Aujourd'hui Lucile nous propose l'incroyable témoignage de son arrière-grand-mère Charlotte Gardette qui, a 104 ans lui a relaté quelques épisodes vécus de la Première et de la Seconde Guerre Mondiale. Conserver les témoignages familiaux est une démarche précieuse, surtout lorsqu'il s'agit de la Première Guerre Mondiale car cela devient rare. Lucile s'est inscrite , par son travail d'investigation, comme un maillon essentiel dans la chaîne de la passation de l'Histoire de sa famille. Aujourd'hui, elle nous en fait profiter...pour notre grand plaisir...
Souvenirs de guerre de Charlotte Gardette
1914-1918
« J'ai 6 ans lorsque la guerre 14-18 commence. Je rentre à l'école à l'age de 9 ans en 1917, je fais ma scolarité à l'école de filles 249 avenue Gambetta à Paris, j'y apprends alors à lire à écrire à compter. Nous avons cours tous les jours de la semaine sauf le jeudi et le dimanche.
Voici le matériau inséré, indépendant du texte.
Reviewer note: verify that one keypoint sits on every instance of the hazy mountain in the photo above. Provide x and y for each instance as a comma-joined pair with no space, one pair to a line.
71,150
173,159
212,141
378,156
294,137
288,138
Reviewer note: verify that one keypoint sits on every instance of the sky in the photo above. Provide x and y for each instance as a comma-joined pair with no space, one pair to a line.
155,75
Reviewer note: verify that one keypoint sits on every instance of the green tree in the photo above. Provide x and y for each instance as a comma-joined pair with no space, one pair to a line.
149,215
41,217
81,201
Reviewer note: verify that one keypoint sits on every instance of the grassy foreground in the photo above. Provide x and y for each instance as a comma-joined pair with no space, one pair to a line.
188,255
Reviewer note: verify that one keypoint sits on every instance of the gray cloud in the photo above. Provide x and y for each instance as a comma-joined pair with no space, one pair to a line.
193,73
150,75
Je reçois plusieurs prix pour bon travail et j’arrête l'école en 1920.
Le président du conseil élu à cette époque est Raymond Poincaré qui sera au pouvoir de 1913 à 1920. A cette époque la propagande n'est pas encore très présente car le seul moyen de communication est le journal, de plus dans le milieu ouvriers (puisque mon père était mécanicien) les habitants ne sont pas encore fournis en électricité.
J'habite à cette époque dans le 20ème arrondissement avec mes deux parents, mon père n'est pas parti au front puisque nous sommes une famille nombreuse de 6 enfants. En famille on ne parle pas de la guerre c'est un sujet qui fâche. Les conditions de vie sont assez compliquées pendant la guerre surtout pour une famille nombreuse, le gros problème pour notre famille était de pouvoir trouver la nourriture car nous n'étions pas une famille spécialement riche et que donc à l'annonce de la guerre nous n'avions pas pu acheter de grosses réserves. Nous étions alors obligés d'aller nous nourrir à la Soupe Populaire l'autre gros inconvénient était les bombardements à partir de 1917 les bombardements sont de plus en plus nombreux pratiquement tous les jours. A partir du moment ou l'alarme retentissait il fallait aller trouver un abri mais cela était assez compliqué lorsqu'on avait une famille de 6 enfants, du coup la plupart de temps avec ma famille nous allions nous cacher dans la station de métro Gambetta.
Il y eu pendant la guerre une épidémie de grippe espagnole ma mère l'avait attrapé c'était donc mon père qui devait s'occuper de la maison ! »
1939-1945
« Entre les deux guerres je me suis mariée et j'ai donné naissance à un enfant, un garçon né en 1935. En 1939 mon mari était parti à la guerre je me retrouvais alors toute seule pour élever mon enfant.
Au début de la guerre le manque de nourriture se fait moins ressentir que pour la première fois, on se nourrit grâce à des petits tickets qui sont distribués. Les groupes révolutionnaires ne se montraient vraiment pas je n'ai donc jamais été au courant de quoi que ce soit à ce sujet je savais juste que le groupe de révolutionnaires Manoukian avait sont siège impasse du progrès pas très loin de chez moi. On avait le droit en général de se déplacer librement pendant la guerre sauf à partir de couvre feu et il y avait quelques contrôles de fait dans les trains. Les allemands communiquaient quelques fois avec la population mais c'était rare car il n'étaient pas appréciés par la population française. En 1945 j'ai vu avenue Gambetta les Américains qui arrêtaient tous les allemands. Mon mari est rentré de la guerre en 1943 car il s'est fait passer pour tuberculeux pour pouvoir être rapatrié en France il n'avait en faite qu'une maladie cardiaque, dont il décéda tout de même en 1952. J'ai eu aussi un cousin fusillé avec Guy Moquet puisqu'il était communiste il s'appelait Maurice Gardette il a d'ailleurs maintenant un square à son nom. »
Voilà les quelques souvenirs que mon arrière grand-mère m'a fourni sur les deux guerres mondiales elle a maintenant 104 ans et habite toujours dans le 20 ème arrondissement de Paris ce depuis son enfance.